A measure to give communities more control over high school graduation requirements is now law.
“As any teacher knows, students come to class with different abilities and disabilities,” said Rep. Tori Kornfield, D-Bangor, House chair of the Education and Cultural Affairs Committee and the bill’s sponsor. “A teacher’s job is to meet them where they are and help them to grow as much as possible. Having one standard for everyone is not educationally sound. Some students would meet the standard in seventh grade and some students, who come every day and work their hardest, would never meet the standard and therefore not receive a diploma.”
The law change allows school districts to choose whether or not to require proficiency-based standards for graduation as previously mandated by a 2012 law. Those requirements had been set to apply to the class of 2021, which has now completed its freshman year, even though many school districts were not prepared to use them.

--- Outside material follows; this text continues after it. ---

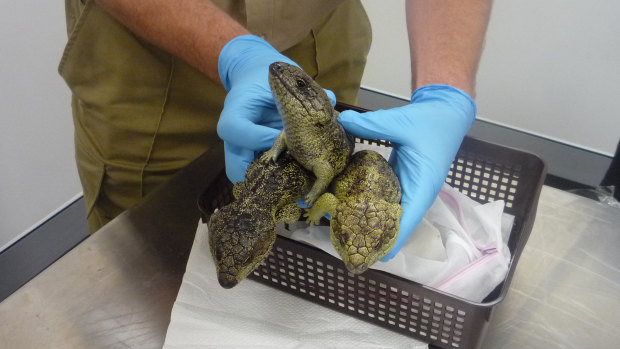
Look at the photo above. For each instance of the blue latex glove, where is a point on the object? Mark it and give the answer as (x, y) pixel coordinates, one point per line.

Kornfield, a lifelong educator who taught for 30 years at Bangor High School, said the new law does not end proficiency-based education.
“The new law allows school boards to decide on their own graduation requirements,” said Kornfield. “That means they can move forward with implementation of proficiency-based diplomas if they choose but can also postpone implementation or use alternative graduation standards if that’s what is best for their students.”
In its final form, LD 1666 was the result of bipartisan efforts by the Education and Cultural Affairs Committee to prevent negative impacts due to a one-size-fits-all transition to proficiency-based standards.
The bill was signed into law by Gov. Paul LePage. It will take effect 90 days after adjournment of the current legislative session.
Kornfield is serving her third term in the Maine House. She represents part of Bangor.